On Friday, June 27, NetChoice, a trade group that counts Meta and X among its members, filed a new lawsuit in federal court in Fayetteville. The organization is contesting Arkansas’s renewed attempt to impose stricter regulations, arguing that the updated law could be even more harmful and unconstitutional.

What Is the Social Media Safety Act

Act 689 of 2023, widely known as the Social Media Safety Act, required social media companies to verify the age of new users in Arkansas and allowed minors under 18 to create accounts only with parental permission. As the first law of its kind in the United States, it immediately faced a legal challenge and was blocked before it could take effect.

Lawmakers later amended the legislation and reintroduced it with broader provisions. Act 900, which updates the Social Media Safety Act, includes a key section prohibiting platforms from using algorithms, designs, or features that companies “know or should have known through the exercise of reasonable care” could lead a user to die by suicide, purchase controlled substances, develop an eating disorder, or become addicted to the platform.

Act 901, another amendment, allows families to pursue legal action. Parents whose children die by suicide or attempt suicide could sue social media companies if their children were exposed to content that promoted or encouraged self harm. Platforms could face civil penalties of up to $10,000 per violation.

Laws in Need but Free Speech Questions

The urgency of the issue came into sharp focus last month in an Arkansas courtroom. Jennie Deserio, a mother from the state, shared the story of her 16 year old son, Mason Edens, who died by suicide just days before his high school graduation.

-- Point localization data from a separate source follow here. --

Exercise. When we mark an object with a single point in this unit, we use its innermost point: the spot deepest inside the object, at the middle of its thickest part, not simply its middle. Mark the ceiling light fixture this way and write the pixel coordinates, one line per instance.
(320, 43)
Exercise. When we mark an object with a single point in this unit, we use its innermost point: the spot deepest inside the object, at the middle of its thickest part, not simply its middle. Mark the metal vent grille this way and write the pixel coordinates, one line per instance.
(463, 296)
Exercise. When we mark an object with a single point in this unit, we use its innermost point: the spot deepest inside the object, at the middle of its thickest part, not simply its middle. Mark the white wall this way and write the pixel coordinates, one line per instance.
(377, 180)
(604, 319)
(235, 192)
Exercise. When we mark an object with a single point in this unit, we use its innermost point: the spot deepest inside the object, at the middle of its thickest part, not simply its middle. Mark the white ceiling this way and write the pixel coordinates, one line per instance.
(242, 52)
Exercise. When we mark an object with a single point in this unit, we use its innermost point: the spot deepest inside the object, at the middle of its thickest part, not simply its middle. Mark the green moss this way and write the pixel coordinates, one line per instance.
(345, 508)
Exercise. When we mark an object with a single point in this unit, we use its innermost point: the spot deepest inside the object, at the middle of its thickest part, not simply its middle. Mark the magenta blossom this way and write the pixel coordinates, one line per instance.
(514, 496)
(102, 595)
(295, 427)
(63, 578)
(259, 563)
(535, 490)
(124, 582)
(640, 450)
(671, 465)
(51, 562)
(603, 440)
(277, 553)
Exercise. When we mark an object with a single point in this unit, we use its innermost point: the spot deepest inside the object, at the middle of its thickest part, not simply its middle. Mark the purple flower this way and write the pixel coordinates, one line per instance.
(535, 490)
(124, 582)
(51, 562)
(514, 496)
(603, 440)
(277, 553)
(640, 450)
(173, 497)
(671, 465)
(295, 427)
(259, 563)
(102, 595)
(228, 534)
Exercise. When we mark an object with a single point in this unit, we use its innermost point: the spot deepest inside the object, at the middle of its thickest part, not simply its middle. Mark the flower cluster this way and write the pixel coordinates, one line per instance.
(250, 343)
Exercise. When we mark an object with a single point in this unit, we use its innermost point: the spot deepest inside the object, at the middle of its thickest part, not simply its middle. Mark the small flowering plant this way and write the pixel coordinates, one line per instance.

Deserio believes harmful content on social media, particularly TikTok, played a role in her son’s death. After examining Mason’s phone, she discovered a disturbing pattern. What began as searches for motivational quotes and positive affirmations eventually shifted into a stream of graphic videos that romanticized self harm and suicide.

She explained that she had relied on parental controls and closely monitored his activity but still felt powerless against the influence of the platform’s algorithm.

Supporters of the laws argue that these incidents are not rare and believe the measures are necessary.

For technology companies, however, the Arkansas law raises serious constitutional issues. NetChoice argues that the provisions are unconstitutionally vague and fail to provide clear guidance on what content would be prohibited. The group warns that the restrictions could limit lawful expression for both minors and adults, creating significant First Amendment concerns.

The lawsuit even points to cultural examples. It questions whether songs referencing drugs, such as Afroman’s “Because I Got High,” would be restricted under the law’s language. For NetChoice, that lack of clarity is unconstitutional in itself.

Additional Restrictions Under Fire

NetChoice’s lawsuit also challenges a separate Arkansas law recently passed by legislators. That measure would require platforms to block notifications to minors between 10 p.m. and 6 a.m. It would also mandate that companies ensure their platforms do not “engage in practices to evoke any addiction or compulsive behavior.”

The trade group argues that these requirements are just as vague as the others. The complaint notes that addiction is difficult to define or measure. “What is addictive to some minors may not be addictive to others. Does allowing teens to share photos with each other evoke addiction?” the lawsuit asks.

Industry leaders fear that if Arkansas succeeds, similar restrictions could spread to other states, setting off a chain reaction that could reshape how social media is regulated nationwide.

What Comes Next

Governor Sanders, who enjoys strong public support on the issue, remains committed to defending the law. Arkansas Attorney General Tim Griffin’s office has said it is reviewing the latest complaint and looks forward to making its case in court.

For families like Deserio’s, the fight is intimate and urgent, bound up with grief and the hope that change might protect others. For technology companies, it is a constitutional test that could shape the future of their platforms far beyond Arkansas.

For now, the courtrooms of Fayetteville have become a stage for a national reckoning, where the clash between safeguarding children and preserving free speech is unfolding in real time.